Hi... Yes, it could be a hernia, or it could be something else, as well.
Have you had any surgeries that might have left scars near/at the navel? If so, it's possible there could be an incisional, also known as ventral, hernia. You could also have a lipoma, a benign fatty tumor, which is quite common. Rarely, one might get a cancerous tumor, called a Liposarcoma.
Yes, these can "usually" be diagnosed via ultrasound or CT scan... the reason I say usually is because I just had a Lipoma that was misdiagnosed as a hernia. It showed up as a bulge right beside my navel. An ultrasound failed to indicate what it was, so a CT scan was recommended. Even that was "hazy" since the bulge didn't correlate with either a hernia or a Lipoma; it only indicated that the bulge was not a solid mass so most likely not cancer. I was sent to a surgeon who determined (don't ask me how because imaging certainly didn't back him up) that it had to be a hernia. Because I was having pain, he recommended that it (hernia) be repaired, so surgery was scheduled.
It turned out to be a large Lipoma instead of a hernia. The surgeon said the pain was probably caused by the Lipoma putting pressure on a nerve.

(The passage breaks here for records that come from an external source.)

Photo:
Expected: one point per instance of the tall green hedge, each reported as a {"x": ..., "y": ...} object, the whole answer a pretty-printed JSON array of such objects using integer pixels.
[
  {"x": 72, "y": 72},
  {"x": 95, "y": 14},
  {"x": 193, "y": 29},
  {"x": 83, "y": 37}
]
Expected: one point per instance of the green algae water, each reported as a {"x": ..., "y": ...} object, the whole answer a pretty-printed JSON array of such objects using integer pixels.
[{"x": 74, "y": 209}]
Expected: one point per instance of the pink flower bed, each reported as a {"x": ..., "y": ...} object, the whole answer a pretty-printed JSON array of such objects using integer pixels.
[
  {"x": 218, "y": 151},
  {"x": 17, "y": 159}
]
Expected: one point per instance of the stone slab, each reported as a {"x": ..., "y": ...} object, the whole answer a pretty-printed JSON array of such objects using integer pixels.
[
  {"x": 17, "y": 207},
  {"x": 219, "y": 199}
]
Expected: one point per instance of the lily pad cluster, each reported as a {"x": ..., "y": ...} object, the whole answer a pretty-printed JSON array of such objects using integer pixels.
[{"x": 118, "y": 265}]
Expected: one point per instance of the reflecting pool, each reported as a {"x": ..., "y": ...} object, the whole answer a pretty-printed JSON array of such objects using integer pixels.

I recommend that you ask for imaging to find out what you have and get appropriate treatment if needed. If yours is totally inside so you can't feel anything on the outside, an ultrasound probably won't pick it up. A CT scan, with contrast should tell them what it is.
They often don't do anything for a hernia if there's no pain or other symptoms. The same goes for a Lipoma - if it's not causing pain or other issues, there's a chance they won't do anything, but you know there's something there and you need to know what it is.
I hope this helps.
Encountering extrinsic compression of stomach during endoscopy is common, and can be due to various causes, including normal variations in the shape/lobulations of adjacent organs (such as pancreas or liver), collections (such as pseudocysts), lymph nodes, or tumors.
It is unlikely that hernia is the cause of your specific situation. Ventral hernias can be in abdominal wall, but these typically bulge outward, not into your abdomen. Hiatal hernias slide from your abdomen up into your chest. There is such a thing as internal hernia, but this is a rare diagnosis, more often seen in patients with pri0r surgery such as gastric bypass surgery.
Pondering all these possibilities is more of an academic exercise. The more definitive way to answer your question is CT or MRI abdomen. US, while good in theory (less expensive, no radiation), often results in poor visualization of portions of the pancreas and limited sensitivity for lymph nodes, and you may end up having to get a CT or MRI anyway.
It depends on what you will do with the ultrasound result. If the ultrasound comes back negative (i.e., no explainable cause), will you stop there? If you will stop there, then it is fine. If you are still going to get the MRI anyway no matter what, then there is really no point in getting the ultrasound since you are just wasting your time and money.
Sometimes it might be up to insurance company too. Perhaps your doctor has attempted to go straight to MRI in the past, and could not get authorization from the insurance company. So the only way is to get the US first.
Either MRI or CT can answer the question in your case. The CT is slightly better for evaluating the bowel, while the MRI is slightly better for evaluating the pancreas. If you cannot lie still or have claustrophobia, then CT is preferred over MRI.